Crystallization of bosonic quantum Hall states in a rotating quantum gas

The dominance of interactions over kinetic energy lies at the heart of strongly correlated quantum matter, from fractional quantum Hall liquids 1 , to atoms in optical lattices 2 and twisted bilayer graphene 3 . Crystalline phases often compete with correlated quantum liquids, and transitions between them occur when the energy cost of forming a density wave approaches zero. A prime example occurs for electrons in high-strength magnetic fields, where the instability of quantum Hall liquids towards a Wigner crystal 4 – 9 is heralded by a roton-like softening of density modulations at the magnetic length 7 , 10 – 12 . Remarkably, interacting bosons in a gauge field are also expected to form analogous liquid and crystalline states 13 – 21 . However, combining interactions with strong synthetic magnetic fields has been a challenge for experiments on bosonic quantum gases 18 , 21 . Here we study the purely interaction-driven dynamics of a Landau gauge Bose–Einstein condensate 22 in and near the lowest Landau level. We observe a spontaneous crystallization driven by condensation of magneto-rotons 7 , 10 , excitations visible as density modulations at the magnetic length. Increasing the cloud density smoothly connects this behaviour to a quantum version of the Kelvin–Helmholtz hydrodynamic instability, driven by the sheared internal flow profile of the rapidly rotating condensate.
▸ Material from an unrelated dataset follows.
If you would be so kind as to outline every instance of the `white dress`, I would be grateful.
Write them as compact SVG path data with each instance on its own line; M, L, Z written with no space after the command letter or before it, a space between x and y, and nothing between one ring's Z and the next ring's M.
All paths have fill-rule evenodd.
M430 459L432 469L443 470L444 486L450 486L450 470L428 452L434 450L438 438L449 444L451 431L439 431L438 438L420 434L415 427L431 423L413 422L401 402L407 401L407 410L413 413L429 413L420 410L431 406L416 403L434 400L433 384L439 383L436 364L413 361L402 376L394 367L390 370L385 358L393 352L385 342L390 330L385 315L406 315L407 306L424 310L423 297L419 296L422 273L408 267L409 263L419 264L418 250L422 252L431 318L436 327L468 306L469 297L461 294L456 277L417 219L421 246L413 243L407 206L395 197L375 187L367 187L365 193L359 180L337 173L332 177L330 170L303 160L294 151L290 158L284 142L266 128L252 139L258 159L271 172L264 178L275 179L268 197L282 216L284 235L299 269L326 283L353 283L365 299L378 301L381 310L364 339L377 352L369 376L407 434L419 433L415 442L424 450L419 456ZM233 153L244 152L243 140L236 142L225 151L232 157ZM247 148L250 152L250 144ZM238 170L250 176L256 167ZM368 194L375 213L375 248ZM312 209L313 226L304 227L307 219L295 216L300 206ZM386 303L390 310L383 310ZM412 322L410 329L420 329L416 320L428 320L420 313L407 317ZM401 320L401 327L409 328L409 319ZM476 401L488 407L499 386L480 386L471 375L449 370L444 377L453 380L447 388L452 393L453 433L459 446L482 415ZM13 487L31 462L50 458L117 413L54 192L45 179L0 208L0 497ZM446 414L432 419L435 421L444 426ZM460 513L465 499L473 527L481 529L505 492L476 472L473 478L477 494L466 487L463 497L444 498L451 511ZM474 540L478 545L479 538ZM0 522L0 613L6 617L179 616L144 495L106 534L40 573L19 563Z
At long times the condensate self-organizes into a persistent array of droplets separated by vortex streets, which are stabilized by a balance of interactions and effective magnetic forces. Spontaneous crystallization of atoms occurs in a rotating ultracold Bose–Einstein condensate occupying the lowest Landau level, behaviour that is related to a quantum hydrodynamic instability driven by shear forces.